Arpentage – Lecture collective

Arpentage – Lecture collective

L’arpentage est un outil dont la théorisation est attribuée à Jean-Claude Lucien et Joffre Dumazedier de l’association Peuple et culture, mais qui était certainement utilisée dans les cercles ouvriers dès la fin du 19e siècle. Son but est d’amener à lire collectivement un essai politique ou un livre scientifique et de partager les réflexions de chacun·e à son propos.

Concrètement, un livre suffit à tout un groupe car il est divisé et déchiré (proprement) en autant de parties que de participant·es. Un temps de lecture est donné lors duquel chacun·e lit sa partie pour elle·lui, dans son coin, en prenant des notes ou non.

Quand tout le monde a finit (ou pas) on se regroupe et chacun·e dispose d’un temps de parole pour résumer sa partie, dire ce qu’elle en a compris, pas compris, faire des liens avec son vécu, avec d’autres œuvres théoriques, et ses émotions, voire peut en tirer des idées et enseignements pour nourrir une lutte. Ce temps est respecté par les autres, qui ne coupent pas la parole.

Quand tout le monde a parlé ainsi, on passe à une discussion libre et modérée (un·e animateurice veille aux prises de paroles) durant le temps restant.

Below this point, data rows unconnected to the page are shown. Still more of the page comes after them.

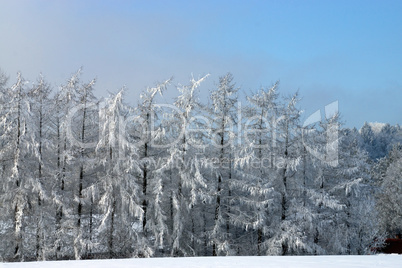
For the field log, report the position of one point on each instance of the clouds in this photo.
(325, 49)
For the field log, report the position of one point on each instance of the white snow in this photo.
(377, 261)
(377, 127)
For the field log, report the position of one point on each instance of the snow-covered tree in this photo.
(390, 195)
(223, 115)
(119, 188)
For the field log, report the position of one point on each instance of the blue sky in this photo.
(346, 51)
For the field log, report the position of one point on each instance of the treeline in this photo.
(82, 177)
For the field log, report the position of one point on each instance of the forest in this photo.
(84, 178)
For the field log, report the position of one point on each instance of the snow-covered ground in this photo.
(377, 261)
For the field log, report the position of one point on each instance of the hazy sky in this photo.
(346, 51)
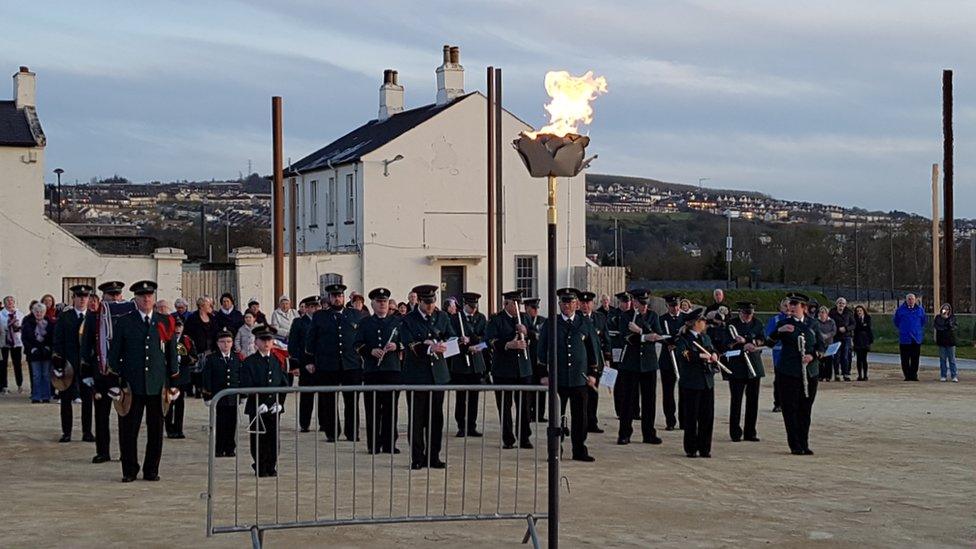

L’objectif n’est pas de produire une synthèse du livre, ni de tout lire ou de tout comprendre. Il s’agit au minimum d’amener à la lecture des personnes à qui des ouvrages théoriques font peur et de donner un espace où peuvent s’exprimer des ressentis de lecture. Il s’agit de montrer, par le partage des expériences, que le contenu des livres n’est pas seulement celui des livres mais est connecté à nos vies.

L’idéal est aussi de montrer en quoi nos compréhensions d’un livre peuvent nous aider dans nos luttes sociales (au sens très large, incluant la promotion de l’esprit critique et de la culture scientifique dans le cas de notre association). Le livre choisi n’a pas forcément à être orienté vers une lutte, c’est aux participant·es de se saisir du propos pour lui trouver un potentiel émancipateur.

Pourquoi déchirer le livre ? Historiquement, cela vient certainement du fait que tout le monde ne pouvait pas se procurer des livres. La division d’un exemplaire unique était nécessaire au partage de son contenu. Aujourd’hui ça peut encore être le cas, mais l’intérêt principal réside d’une part dans la désacralisation de l’objet et d’autre part dans la nécessité de l’échange pour pouvoir appréhender le propos du livre dans sa globalité. Si chacun·e n’a entre les mains qu’un morceau de livre, il faut écouter les autres pour accéder au reste !

Ce n’est pas une destruction du savoir mais sa diffusion. Même l’objet n’est pas détruit car les feuillets sont remis en place après l’arpentage et le livre reste lisible.

Arpentage et pensée critique

Beaucoup d’ouvrages se revendiquent aujourd’hui de la pensée critique, et plus encore font effectivement de la pensée critique sans s’en revendiquer. D’autres ouvrages traitent de sujets scientifiques sans forcément les lier à une pensée critique.

Les arpentages que notre association se propose d’animer peuvent se nourrir de tous ces ouvrages. L’objectif est toujours le même pour nous : comment tirer, collectivement, un propos émancipateur et critique de nos lectures.

PETIT GUIDE de l’arpentage en BD – Cliquez sur l’image !

Livres arpentés à ce jour

Q comme complot – Comment les fantasmes de complot défendent le système
Wu Ming 1

Cet essai, écrit par une auteure italienne d’avant-garde, interroge les narrations complotistes et est un véritable manifeste pour la littérature – une littérature politique, qui nous donne à penser le monde dans toute sa complexité. Une réflexion sur la pensée conspirationniste, qui prend appui sur les romans d’Umberto Eco (et d’autres!) pour décrypter le phénomène QAnon et ses dérivés ; mais également une réflexion politique et sociale ! En quoi notre système politique et nos imaginaires fictionnels permettent à ces narrations alternatives de s’épanouir ?

Se vouloir du bien et se faire du mal – Philosophie de la dispute
Maxime Rovere

Pourquoi et comment échouons-nous à communiquer ? Comment affronter le désaccord de manière constructive ? Ce texte, entre philosophie et récit de vie, résonne aussi avec des préoccupations sociales très actuelles. Dans une époque où personne ne semble plus vouloir écouter ni comprendre son prochain, cette philosophie optimiste de la dispute pourrait bien nous redonner des outils pour penser et communiquer plus sereinement.